Up front, Ohio State mixed a four down front with a three-man odd look that often placed Taron Vincent as the nose guard head up on the center, Mike Hall and J.T. Tuimoloau as 4i techniques on the inside legs of the offensive tackles, and Jack Sawyer as the stand up “Jack.”

In the back end, Knowles mixed one-high and three-high safety looks (meaning one deep and three deep safeties pre-snap) The Buckeyes frequently played cover 1, with the man coverage safety following the split action.

To Knowles’ benefit, all three Ohio State safeties—particularly once Ransom entered—are fairly interchangeable in man coverage, so the Buckeyes could simply rotate strong or weak depending on Notre Dame’s formation strength.
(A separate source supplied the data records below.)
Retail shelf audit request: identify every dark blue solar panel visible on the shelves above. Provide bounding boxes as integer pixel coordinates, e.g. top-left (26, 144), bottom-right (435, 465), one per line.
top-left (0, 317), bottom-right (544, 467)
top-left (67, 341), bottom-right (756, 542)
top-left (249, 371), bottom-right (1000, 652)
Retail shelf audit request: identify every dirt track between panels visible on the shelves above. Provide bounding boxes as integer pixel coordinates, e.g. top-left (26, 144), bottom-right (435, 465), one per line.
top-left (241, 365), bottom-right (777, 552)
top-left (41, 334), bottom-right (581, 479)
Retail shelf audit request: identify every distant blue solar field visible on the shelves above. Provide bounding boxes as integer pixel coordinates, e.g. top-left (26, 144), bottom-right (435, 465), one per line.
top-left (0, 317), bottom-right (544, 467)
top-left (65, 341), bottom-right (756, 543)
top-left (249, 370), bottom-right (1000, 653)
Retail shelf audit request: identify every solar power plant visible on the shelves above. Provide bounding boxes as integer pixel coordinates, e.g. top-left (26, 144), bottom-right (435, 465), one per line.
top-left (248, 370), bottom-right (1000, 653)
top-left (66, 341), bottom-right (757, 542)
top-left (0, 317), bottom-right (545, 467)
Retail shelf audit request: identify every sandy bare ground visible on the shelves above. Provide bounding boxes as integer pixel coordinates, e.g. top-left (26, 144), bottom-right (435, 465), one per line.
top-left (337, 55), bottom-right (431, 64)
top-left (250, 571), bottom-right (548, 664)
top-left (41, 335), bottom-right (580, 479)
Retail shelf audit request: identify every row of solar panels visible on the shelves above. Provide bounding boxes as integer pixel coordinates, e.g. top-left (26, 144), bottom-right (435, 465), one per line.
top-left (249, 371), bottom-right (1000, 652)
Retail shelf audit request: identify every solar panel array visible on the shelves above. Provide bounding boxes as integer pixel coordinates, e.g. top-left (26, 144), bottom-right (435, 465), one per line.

As Knowles discussed post-game, perhaps the most promising sign for Ohio State was how well the Buckeye defense fit the run despite Notre Dame frequently moving gaps.

From there, Knowles countered Notre Dame’s continual attempts to move gaps by repeatedly changing gap responsibility up front with slants, stunts, and run blitzes.

For example, below Ohio State slants down from the backside, including with the Will linebacker in the A-gap. Mike Tommy Eichenberg can then fit back off of the tight end’s split zone block.

Behind those fronts—as is his wont—Knowles then tasked the Ohio State safeties with aggressively fitting the remaining gaps off the linebackers.

For example, in Knowles’ three high looks, all three safeties can potentially quickly fill against the run. Below Ohio State aligns in a 3-high shell. Running cover 4, middle safety Hickman comes down at the snap, effectively becoming the third linebacker.

On passing downs, by contrast, Knowles mixed five and six man zone pressures with cover 4 or brackets to limit Notre Dame’s interior receivers.

For instance, Knowles early on called a six-man overload hot blitz with four rushers to one side, freeing Eichenberg (who played superbly throughout) for a sack.

And in four down fronts, the Buckeyes received a stellar performance from Hall in his first start—such as on this sack in front of Ohio State’s cover 4 scheme.

As noted, Notre Dame did have some success with overloading one side to create confusion. For instance, below, the Fighting Irish faked a quick toss against the Buckeyes’ cover 1 to free a tight end seam route.

But even there, the Buckeyes adjusted, successfully handling a similar four verticals look from a bash play action fake by trading off man coverage responsibilities.

Knowles will be fairly opponent specific in how he approaches opponents, so he may feature other scheme elements in later weeks compared to playing Notre Dame’s tight-end heavy, read option scheme. But Knowles demonstrated his penchant to limit personnel groupings, particularly in the back seven.

As noted, after Ransom entered the game, the back seven of corners Cameron Brown and Denzel Burke, safeties Hickman, Ransom, and McCalister, and Eichenberg and Will LB Steele Chambers played throughout, with the exception of Cody Simon rotating with Chambers.  The quick entrance of Ransom suggests that Knowles was eager to play him. Similarly, although Ohio State rotated more liberally up front, after Notre Dame’s lone touchdown drive, the Buckeyes likewise used a more limited defensive line rotation—suggesting that Knowles knows who he wants to rely upon as he implements his scheme going forward.